The Kids Are Alright
Steve Jobs killed the music business, according to Jon Bon Jovi:
“Kids today have missed the whole experience of putting the headphones on, turning it up to 10, holding the jacket, closing their eyes and getting lost in an album,” he said. “And the beauty of taking your allowance money and making a decision based on the jacket, not knowing what the record sounded like, and looking at a couple of still pictures and imagining it… I hate to sound like an old man now, but I am, and you mark my words, in a generation from now people are going to say: ‘What happened?’ Steve Jobs is personally responsible for killing the music business.”

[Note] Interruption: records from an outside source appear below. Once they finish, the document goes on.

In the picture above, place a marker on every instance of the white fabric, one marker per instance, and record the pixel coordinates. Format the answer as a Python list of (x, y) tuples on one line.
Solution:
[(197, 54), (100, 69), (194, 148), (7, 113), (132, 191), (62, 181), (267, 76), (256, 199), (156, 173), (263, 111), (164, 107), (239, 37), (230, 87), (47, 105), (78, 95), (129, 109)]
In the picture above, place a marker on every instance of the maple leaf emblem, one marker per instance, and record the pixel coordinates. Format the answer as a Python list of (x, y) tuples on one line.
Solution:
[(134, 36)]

Easy there Jon, it’s sounding like the grumpy-old-man-phase is starting with you. I find Jovi’s choice of words interesting. He didn’t say Jobs killed music, he said he killed the music business.

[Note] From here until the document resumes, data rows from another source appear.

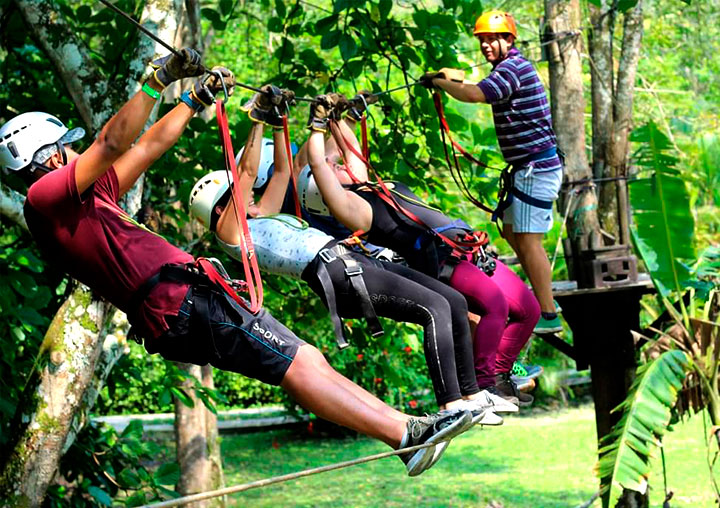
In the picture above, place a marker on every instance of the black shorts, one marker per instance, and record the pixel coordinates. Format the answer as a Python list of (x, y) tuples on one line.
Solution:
[(257, 346)]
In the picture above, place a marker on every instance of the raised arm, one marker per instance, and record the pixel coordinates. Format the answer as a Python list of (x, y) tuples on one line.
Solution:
[(165, 133), (348, 137), (465, 92), (349, 208), (121, 130)]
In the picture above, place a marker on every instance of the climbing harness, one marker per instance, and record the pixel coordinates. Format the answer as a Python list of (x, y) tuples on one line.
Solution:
[(354, 273), (205, 275), (469, 245)]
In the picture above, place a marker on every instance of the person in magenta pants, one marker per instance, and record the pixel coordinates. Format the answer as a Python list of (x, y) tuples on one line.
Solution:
[(508, 309)]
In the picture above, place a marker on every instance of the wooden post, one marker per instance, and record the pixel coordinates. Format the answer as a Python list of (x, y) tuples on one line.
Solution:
[(578, 200)]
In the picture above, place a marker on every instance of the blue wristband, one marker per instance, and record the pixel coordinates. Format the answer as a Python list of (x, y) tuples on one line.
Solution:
[(194, 105)]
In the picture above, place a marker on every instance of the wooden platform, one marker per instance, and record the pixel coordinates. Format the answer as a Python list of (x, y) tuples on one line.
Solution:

By the looks of the comments on that article, it looks as though the kids are alright, Jon.
If we can leave ComplainerVille for a moment and visit CanDoVille, we find Jack White setting up mobile record store at South By Southwest:
Third Man Records’ latest innovation is not another new-fangled type of vinyl like the Triple Decker Record. Instead, it’s the Third Man Rolling Record Store, a mobile record shop which can travel around the country, equipped with for-sale vinyl, a turntable, microphone, and a state-of-the-art sound system for a live music experience at shows and festival. The fully converted delivery ‘record truck’ intends to resemble the look and feel of the label’s Nashville location, and is set to roll into this year’s SXSW on March 16th. Among its offerings are a full menu of Third Man merchandise along with performances, guest DJs, giveaways and ultra-limited records, entirely exclusive to the Rolling Record Store.
I’m the first to admit we’ve lost some things in the world of digital media – fidelity, physicality, album art – but I wouldn’t say the situation is dire. Are kids still discovering music? Absolutely. Is it how Bon Jovi discovered it? No.